Die größte Kraft kam ganz sicher aus der Liebe zu meinen Schwestern. Ich bin die älteste, ich wusste ich war eine Art Vorbild und wollte ihnen Hoffnung geben, dass wir das gemeinsam durchstehen können. Ich hatte so große Angst sie auch noch verlieren zu können, dass mir das auch viel Kraft gegeben hatte, immer weiterzumachen. Ja alles hat sich eigentlich immer wieder komisch angefühlt. Auch das Lachen, plötzlich ohne Larissa, war ein seltsames Gefühl, das auch mit schlechtem Gewissen verbunden war zu Beginn. Heute fühlt es sich nicht mehr komisch an für mich selbst, aber da ich sehr in der Öffentlichkeit stehe, muss ich manchmal denken: Hm, was denken da jetzt wohl die Leute, wenn ich lache. Schnell aber reflektiere ich mich und stupse diesen gesellschaftlichen Kritiker weg, denn wer darf denn bitte über ein Lachen urteilen, das sich so hart erkämpft werden musst? Niemand!
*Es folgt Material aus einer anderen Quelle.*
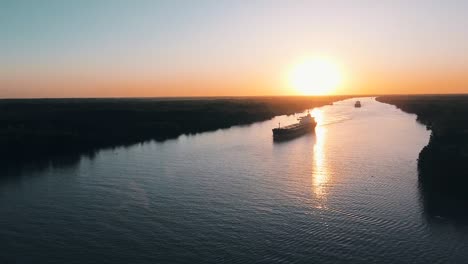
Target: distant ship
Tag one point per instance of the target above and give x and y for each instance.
(306, 124)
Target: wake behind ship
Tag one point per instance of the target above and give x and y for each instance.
(306, 124)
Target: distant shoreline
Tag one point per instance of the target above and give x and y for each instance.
(443, 163)
(42, 128)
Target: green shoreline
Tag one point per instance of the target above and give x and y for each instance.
(41, 128)
(443, 163)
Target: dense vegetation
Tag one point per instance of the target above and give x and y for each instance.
(443, 163)
(38, 128)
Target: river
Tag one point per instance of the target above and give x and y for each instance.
(347, 194)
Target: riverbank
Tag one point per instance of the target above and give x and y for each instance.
(443, 163)
(31, 129)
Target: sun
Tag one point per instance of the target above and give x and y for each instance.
(315, 76)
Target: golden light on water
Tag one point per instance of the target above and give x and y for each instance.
(320, 175)
(315, 76)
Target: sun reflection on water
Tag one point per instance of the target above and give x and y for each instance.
(320, 175)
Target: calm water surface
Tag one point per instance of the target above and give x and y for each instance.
(346, 194)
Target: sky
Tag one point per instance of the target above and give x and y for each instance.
(104, 48)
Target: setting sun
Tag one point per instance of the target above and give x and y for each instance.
(316, 76)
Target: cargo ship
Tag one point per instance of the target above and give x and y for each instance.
(306, 124)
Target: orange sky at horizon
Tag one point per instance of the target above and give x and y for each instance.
(376, 83)
(231, 48)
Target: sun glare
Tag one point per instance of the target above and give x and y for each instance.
(316, 76)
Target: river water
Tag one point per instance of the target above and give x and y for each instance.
(347, 194)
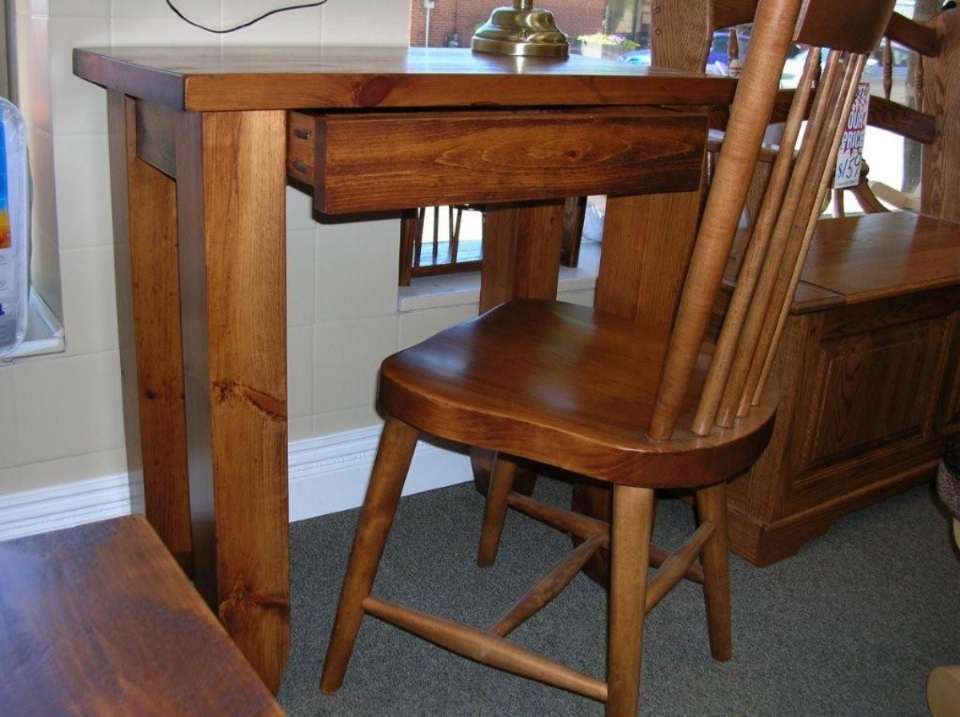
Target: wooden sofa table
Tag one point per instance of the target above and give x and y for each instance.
(869, 377)
(202, 143)
(100, 620)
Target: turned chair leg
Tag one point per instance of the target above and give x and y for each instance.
(712, 506)
(495, 513)
(383, 494)
(631, 529)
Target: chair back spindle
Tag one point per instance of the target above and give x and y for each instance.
(794, 198)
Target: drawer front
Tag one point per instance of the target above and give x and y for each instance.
(389, 161)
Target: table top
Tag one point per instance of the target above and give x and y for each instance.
(273, 78)
(100, 620)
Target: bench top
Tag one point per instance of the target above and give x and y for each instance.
(878, 256)
(100, 620)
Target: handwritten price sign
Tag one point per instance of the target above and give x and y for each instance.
(850, 158)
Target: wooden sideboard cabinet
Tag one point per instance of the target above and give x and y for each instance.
(869, 372)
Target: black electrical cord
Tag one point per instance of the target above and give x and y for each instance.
(255, 20)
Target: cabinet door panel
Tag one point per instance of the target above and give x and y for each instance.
(874, 388)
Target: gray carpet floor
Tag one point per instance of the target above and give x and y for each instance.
(850, 626)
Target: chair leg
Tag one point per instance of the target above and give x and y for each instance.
(712, 506)
(383, 494)
(631, 529)
(495, 513)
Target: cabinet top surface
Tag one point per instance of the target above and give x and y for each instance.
(879, 256)
(264, 78)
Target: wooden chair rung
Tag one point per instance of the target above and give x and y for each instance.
(486, 648)
(675, 567)
(548, 587)
(658, 556)
(585, 527)
(566, 520)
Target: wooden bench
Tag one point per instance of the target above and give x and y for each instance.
(869, 377)
(100, 620)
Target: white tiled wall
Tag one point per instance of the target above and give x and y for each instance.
(60, 417)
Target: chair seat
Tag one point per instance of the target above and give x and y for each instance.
(531, 376)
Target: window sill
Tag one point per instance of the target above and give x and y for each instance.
(44, 333)
(434, 292)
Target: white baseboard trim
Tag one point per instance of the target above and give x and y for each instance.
(328, 474)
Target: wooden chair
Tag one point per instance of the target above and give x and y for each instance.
(585, 391)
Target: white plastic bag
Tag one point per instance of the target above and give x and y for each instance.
(14, 228)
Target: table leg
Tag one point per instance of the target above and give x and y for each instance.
(521, 259)
(647, 241)
(231, 189)
(151, 357)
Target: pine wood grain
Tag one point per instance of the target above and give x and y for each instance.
(941, 98)
(231, 196)
(267, 78)
(148, 317)
(99, 620)
(883, 255)
(381, 162)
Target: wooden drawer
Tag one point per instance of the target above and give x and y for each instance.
(400, 160)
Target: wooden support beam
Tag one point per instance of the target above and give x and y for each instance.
(156, 132)
(548, 587)
(902, 120)
(487, 649)
(909, 33)
(675, 567)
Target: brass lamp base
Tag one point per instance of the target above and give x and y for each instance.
(521, 31)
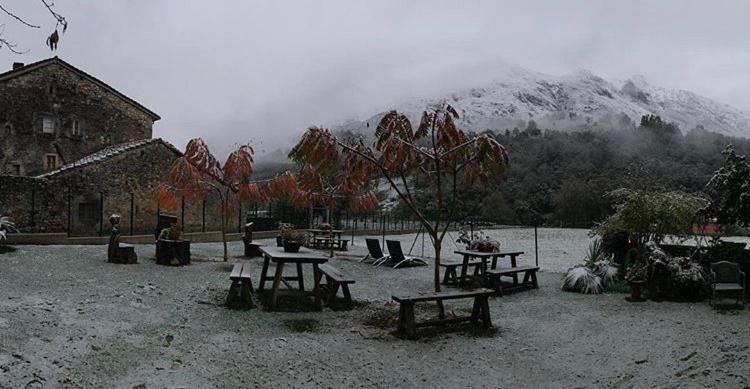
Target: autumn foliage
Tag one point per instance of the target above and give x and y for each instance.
(198, 173)
(436, 151)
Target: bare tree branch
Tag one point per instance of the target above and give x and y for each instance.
(14, 16)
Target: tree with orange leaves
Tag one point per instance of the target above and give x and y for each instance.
(326, 186)
(198, 173)
(437, 151)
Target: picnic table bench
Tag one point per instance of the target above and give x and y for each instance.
(335, 279)
(480, 311)
(450, 275)
(529, 278)
(240, 293)
(484, 257)
(326, 242)
(170, 251)
(281, 258)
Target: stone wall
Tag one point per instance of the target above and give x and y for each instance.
(56, 93)
(123, 184)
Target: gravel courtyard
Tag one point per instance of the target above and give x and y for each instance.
(69, 319)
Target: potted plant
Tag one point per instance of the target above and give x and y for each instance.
(6, 226)
(280, 238)
(293, 239)
(637, 277)
(477, 243)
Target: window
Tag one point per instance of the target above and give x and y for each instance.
(75, 128)
(48, 125)
(51, 161)
(87, 212)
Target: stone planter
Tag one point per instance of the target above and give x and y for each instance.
(291, 246)
(636, 290)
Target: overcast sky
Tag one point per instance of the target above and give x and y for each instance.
(239, 71)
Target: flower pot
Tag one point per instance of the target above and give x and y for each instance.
(636, 290)
(291, 246)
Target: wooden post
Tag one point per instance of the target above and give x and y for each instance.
(101, 213)
(33, 205)
(382, 227)
(70, 210)
(239, 218)
(132, 213)
(203, 217)
(536, 247)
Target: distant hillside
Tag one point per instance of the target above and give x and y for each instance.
(577, 101)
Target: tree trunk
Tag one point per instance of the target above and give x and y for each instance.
(330, 233)
(224, 227)
(437, 245)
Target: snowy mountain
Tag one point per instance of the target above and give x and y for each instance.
(576, 101)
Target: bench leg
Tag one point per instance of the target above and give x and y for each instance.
(263, 273)
(409, 325)
(276, 282)
(333, 288)
(246, 288)
(475, 310)
(316, 287)
(485, 308)
(299, 276)
(464, 268)
(446, 276)
(232, 295)
(347, 295)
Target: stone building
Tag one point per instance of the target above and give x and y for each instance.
(52, 113)
(73, 150)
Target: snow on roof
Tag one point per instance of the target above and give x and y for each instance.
(109, 152)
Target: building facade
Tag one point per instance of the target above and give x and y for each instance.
(52, 113)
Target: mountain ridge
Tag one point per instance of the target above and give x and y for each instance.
(575, 101)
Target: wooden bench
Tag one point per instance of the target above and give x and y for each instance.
(172, 252)
(529, 278)
(450, 276)
(335, 279)
(240, 293)
(124, 254)
(480, 311)
(323, 243)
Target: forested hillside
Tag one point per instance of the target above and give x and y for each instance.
(561, 178)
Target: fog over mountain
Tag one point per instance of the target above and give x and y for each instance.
(581, 100)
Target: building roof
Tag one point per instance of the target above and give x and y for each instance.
(54, 60)
(108, 153)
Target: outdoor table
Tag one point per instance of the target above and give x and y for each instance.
(484, 257)
(316, 232)
(278, 256)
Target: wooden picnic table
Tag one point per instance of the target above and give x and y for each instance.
(316, 232)
(484, 257)
(278, 256)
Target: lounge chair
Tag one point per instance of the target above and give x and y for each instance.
(375, 253)
(727, 277)
(397, 255)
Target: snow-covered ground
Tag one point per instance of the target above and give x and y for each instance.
(69, 319)
(559, 248)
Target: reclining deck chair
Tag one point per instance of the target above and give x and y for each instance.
(397, 256)
(375, 253)
(726, 277)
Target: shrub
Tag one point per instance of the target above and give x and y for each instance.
(6, 226)
(583, 280)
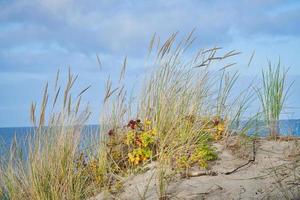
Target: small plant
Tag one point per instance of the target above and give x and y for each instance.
(140, 141)
(273, 95)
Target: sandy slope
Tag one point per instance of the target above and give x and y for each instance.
(255, 181)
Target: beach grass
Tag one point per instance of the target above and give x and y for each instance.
(185, 105)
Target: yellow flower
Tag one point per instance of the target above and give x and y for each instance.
(147, 122)
(131, 157)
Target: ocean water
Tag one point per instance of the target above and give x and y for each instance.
(21, 134)
(7, 135)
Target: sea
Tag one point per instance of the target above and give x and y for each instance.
(8, 134)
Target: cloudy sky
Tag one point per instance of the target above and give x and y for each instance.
(39, 36)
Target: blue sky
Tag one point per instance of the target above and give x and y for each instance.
(38, 37)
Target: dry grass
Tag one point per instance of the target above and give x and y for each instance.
(188, 99)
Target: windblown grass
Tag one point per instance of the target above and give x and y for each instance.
(273, 95)
(185, 105)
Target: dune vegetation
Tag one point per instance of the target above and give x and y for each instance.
(184, 106)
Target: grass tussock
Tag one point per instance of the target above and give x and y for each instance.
(185, 105)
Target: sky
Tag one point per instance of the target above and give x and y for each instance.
(38, 37)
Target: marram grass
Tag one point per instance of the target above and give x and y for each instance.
(182, 109)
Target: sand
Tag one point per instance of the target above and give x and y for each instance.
(257, 180)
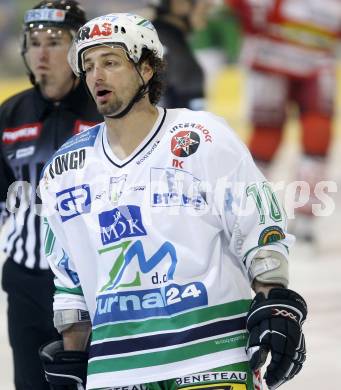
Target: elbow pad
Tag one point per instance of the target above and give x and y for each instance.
(269, 267)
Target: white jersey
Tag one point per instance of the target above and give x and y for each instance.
(157, 247)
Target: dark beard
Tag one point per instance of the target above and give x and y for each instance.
(112, 108)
In Katrins Buch erfährt man nicht nur viel zu ihrer Geschichte, sondern kann auch viel lernen zum Umgang mit trauernden Menschen. Offen und ehrlich erzählt sie, was ihr gut getan hat, was sie verletzt hat. Im Zweifel sollte man einfach zuhören, da sein (mit) aushalten. Und Katrins Alltag ist es ja mittlerweile, mit trauernden Menschen zu arbeiten.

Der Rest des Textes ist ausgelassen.